A prisoner may not generally "collaterally attack a voluntary and intelligent" plea. Taylor, 933 F.2d at 329. "A federal court will uphold a guilty plea challenged in a habeas corpus proceeding if the plea was knowing, voluntary and intelligent." James, 56 F.3d at 666. A guilty plea "entered by one fully aware of the direct consequences . . . must stand unless induced by threats (or promises to discontinue improper harassment), misrepresentation (including unfulfilled or unfulfillable promises), or perhaps by promises that are by their nature improper as having no proper relationship to the prosecutor's business (e.g. bribes)." See Brady, 397 U.S. at 755. "If a defendant understands the charges against him, understands the consequences of a guilty plea, and voluntarily chooses to plead guilty, without being coerced to do so, the guilty plea . . . will be upheld on federal review." Frank v. Blackburn, 646 F.2d 873, 882 (5th Cir. 1980) ( en banc), modified on other grounds, 646 F.2d 902 (5th Cir. 1981) (per curiam). "When considering challenges to guilty plea proceedings, [the courts] have focused on three core concerns: absence of coercion, the defendant's understanding of the charges, and a realistic understanding of the consequences of a guilty plea." United States v. Gracia, 983 F.2d 625, 627-28 (5th Cir. 1993). The consequences of a guilty plea means only that the defendant knows "the maximum prison term and fine for the offense charged." Ables v. Scott, 73 F.3d 591, 592 n. 2 (5th Cir. 1996) (internal quotations omitted).
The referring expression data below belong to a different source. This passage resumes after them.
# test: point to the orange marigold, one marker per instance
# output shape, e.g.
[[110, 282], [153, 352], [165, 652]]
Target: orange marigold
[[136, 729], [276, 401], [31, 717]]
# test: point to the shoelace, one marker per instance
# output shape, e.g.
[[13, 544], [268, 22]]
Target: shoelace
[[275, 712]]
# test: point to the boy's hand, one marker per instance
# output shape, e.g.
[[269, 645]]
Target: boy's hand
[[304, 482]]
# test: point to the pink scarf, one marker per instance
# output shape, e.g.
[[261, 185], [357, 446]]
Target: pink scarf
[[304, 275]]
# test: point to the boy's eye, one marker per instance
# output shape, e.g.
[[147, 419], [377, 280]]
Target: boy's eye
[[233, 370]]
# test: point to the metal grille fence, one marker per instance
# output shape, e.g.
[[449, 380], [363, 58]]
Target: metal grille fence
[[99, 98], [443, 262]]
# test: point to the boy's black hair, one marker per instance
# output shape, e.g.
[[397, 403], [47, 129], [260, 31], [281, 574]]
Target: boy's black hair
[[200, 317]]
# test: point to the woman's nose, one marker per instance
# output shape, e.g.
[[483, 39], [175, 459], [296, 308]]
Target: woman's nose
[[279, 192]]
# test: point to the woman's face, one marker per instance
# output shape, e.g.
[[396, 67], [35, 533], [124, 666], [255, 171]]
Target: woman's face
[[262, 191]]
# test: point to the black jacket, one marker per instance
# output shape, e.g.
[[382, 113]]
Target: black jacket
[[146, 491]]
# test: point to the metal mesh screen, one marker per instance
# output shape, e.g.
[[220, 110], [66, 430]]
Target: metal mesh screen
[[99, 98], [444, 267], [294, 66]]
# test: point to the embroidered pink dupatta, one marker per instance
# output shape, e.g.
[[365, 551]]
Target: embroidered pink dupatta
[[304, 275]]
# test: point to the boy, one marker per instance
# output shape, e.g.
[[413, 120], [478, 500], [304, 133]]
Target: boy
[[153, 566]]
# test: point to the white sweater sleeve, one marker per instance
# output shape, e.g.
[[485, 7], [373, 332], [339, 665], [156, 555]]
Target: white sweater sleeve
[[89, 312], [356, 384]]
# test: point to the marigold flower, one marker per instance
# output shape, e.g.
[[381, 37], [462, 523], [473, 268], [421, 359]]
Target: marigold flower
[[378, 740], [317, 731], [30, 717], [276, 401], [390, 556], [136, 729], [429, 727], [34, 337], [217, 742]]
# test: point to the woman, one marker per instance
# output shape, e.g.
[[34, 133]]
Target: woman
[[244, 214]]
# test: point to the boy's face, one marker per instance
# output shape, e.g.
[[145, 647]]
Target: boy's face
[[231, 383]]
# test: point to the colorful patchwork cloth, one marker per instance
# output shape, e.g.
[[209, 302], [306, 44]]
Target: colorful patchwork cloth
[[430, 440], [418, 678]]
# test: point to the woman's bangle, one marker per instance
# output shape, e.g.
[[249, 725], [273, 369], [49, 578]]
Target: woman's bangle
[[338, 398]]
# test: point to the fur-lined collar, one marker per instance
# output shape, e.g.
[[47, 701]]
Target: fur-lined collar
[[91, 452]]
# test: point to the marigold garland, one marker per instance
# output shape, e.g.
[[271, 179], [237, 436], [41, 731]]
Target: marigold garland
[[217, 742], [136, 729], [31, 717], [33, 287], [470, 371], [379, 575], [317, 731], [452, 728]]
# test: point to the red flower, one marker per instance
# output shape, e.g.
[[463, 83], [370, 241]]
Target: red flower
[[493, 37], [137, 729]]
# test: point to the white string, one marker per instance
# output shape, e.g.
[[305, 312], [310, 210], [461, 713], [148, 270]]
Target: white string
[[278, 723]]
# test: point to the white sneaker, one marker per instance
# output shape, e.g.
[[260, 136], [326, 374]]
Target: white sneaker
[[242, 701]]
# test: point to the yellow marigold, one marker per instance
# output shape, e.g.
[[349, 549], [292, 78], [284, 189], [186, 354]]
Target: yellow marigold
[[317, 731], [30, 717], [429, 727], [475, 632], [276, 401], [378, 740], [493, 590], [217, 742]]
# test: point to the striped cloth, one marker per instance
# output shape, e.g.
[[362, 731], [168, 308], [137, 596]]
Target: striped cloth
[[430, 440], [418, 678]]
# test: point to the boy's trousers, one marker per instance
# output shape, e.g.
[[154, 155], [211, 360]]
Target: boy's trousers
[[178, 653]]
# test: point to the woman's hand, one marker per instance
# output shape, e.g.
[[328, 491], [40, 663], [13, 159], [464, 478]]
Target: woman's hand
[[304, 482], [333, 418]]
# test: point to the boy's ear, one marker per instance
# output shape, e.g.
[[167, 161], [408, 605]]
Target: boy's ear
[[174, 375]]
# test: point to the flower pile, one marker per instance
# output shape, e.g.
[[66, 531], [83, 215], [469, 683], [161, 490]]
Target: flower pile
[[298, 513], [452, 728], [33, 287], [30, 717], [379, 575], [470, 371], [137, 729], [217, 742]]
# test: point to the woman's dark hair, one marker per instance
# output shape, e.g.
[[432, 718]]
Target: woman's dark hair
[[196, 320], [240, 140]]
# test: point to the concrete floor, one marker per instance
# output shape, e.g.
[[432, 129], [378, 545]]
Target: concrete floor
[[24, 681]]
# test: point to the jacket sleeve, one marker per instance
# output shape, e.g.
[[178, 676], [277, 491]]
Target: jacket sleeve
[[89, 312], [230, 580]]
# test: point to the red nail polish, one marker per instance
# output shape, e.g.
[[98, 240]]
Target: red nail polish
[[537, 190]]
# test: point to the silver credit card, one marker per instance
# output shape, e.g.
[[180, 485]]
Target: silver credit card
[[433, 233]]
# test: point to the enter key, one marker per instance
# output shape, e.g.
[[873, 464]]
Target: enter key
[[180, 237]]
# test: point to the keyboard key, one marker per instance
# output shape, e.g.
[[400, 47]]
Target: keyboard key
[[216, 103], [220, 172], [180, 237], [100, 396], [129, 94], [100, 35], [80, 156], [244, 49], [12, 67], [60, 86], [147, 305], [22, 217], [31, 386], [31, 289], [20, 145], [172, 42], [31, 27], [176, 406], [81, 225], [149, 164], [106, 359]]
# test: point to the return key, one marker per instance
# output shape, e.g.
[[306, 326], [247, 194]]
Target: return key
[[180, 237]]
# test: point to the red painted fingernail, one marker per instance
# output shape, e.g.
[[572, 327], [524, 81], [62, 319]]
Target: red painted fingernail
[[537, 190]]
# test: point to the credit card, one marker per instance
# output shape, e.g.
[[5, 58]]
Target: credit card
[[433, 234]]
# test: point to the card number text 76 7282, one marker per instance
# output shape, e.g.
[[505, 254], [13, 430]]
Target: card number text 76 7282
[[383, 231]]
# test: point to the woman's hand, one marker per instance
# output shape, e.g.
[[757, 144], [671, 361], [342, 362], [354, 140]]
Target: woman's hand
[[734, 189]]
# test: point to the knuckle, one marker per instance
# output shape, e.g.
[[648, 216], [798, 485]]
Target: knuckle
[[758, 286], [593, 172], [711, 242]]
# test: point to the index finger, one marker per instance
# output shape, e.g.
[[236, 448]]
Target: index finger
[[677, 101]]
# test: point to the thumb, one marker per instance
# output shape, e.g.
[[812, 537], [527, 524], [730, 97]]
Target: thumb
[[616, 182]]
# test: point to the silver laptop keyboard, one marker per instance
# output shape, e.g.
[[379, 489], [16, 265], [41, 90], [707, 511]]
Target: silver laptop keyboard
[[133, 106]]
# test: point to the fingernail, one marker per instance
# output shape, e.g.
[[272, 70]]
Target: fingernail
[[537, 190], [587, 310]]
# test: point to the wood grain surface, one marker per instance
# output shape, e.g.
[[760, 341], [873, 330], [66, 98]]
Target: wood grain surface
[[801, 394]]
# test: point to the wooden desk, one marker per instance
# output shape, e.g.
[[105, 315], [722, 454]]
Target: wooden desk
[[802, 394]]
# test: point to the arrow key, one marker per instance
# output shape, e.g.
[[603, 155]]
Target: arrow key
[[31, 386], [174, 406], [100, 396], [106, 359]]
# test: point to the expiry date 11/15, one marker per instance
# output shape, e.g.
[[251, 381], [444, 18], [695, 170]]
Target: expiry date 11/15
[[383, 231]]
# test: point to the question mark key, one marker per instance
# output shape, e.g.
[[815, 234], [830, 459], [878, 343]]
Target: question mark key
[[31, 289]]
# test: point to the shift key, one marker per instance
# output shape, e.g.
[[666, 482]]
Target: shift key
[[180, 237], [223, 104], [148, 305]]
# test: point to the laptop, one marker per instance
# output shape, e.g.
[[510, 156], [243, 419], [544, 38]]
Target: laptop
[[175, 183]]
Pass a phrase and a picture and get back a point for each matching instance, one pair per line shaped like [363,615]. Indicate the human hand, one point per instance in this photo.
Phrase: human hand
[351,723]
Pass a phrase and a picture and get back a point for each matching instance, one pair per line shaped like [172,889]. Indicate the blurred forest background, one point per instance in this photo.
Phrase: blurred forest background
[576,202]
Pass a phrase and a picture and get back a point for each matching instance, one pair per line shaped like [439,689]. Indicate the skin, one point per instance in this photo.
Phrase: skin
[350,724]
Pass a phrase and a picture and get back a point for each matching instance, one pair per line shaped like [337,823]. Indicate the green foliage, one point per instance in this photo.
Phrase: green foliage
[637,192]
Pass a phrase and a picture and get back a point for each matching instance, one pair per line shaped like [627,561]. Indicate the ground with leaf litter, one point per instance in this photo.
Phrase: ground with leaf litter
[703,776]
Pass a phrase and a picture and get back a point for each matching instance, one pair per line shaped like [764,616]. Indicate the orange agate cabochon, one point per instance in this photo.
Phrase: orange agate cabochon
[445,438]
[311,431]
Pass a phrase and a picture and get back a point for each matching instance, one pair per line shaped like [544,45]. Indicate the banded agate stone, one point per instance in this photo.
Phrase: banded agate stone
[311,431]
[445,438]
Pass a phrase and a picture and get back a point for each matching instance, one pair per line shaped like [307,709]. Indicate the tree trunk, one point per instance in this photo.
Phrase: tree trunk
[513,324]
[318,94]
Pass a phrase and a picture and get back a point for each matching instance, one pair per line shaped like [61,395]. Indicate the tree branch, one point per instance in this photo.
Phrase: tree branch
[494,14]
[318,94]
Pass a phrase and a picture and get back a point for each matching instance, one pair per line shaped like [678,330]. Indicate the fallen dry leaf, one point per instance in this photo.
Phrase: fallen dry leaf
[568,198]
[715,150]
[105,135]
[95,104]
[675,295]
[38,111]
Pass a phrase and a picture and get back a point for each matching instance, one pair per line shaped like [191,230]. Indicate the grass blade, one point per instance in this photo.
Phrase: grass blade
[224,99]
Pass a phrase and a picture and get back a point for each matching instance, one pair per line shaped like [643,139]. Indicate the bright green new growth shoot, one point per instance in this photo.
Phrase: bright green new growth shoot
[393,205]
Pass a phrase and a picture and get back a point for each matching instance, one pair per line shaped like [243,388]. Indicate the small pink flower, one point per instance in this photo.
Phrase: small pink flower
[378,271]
The core concerns recognized by the Fifth Circuit Court of Appeals are addressed by the admonishments contained in Article 26.13 of the Texas Code of Criminal Procedure. The Fifth Circuit has held that the admonishments under Rule 11 of the Federal Rules of Criminal Procedure provide "prophylactic protection for the constitutional rights involved in the entry of a guilty plea." United States v. Gracia, 983 F.2d 625, 627 (5th Cir. 1993). The requirements of Rule 11 and Article 26.13 are substantially similar. Compare Fed.R.Crim.P. 11 with TEX. CODE CRIM. PROC. ANN. art. 26.13. It therefore follows that the same "prophylactic protections" attach to the admonishments under Article 26.13 as under Rule 11.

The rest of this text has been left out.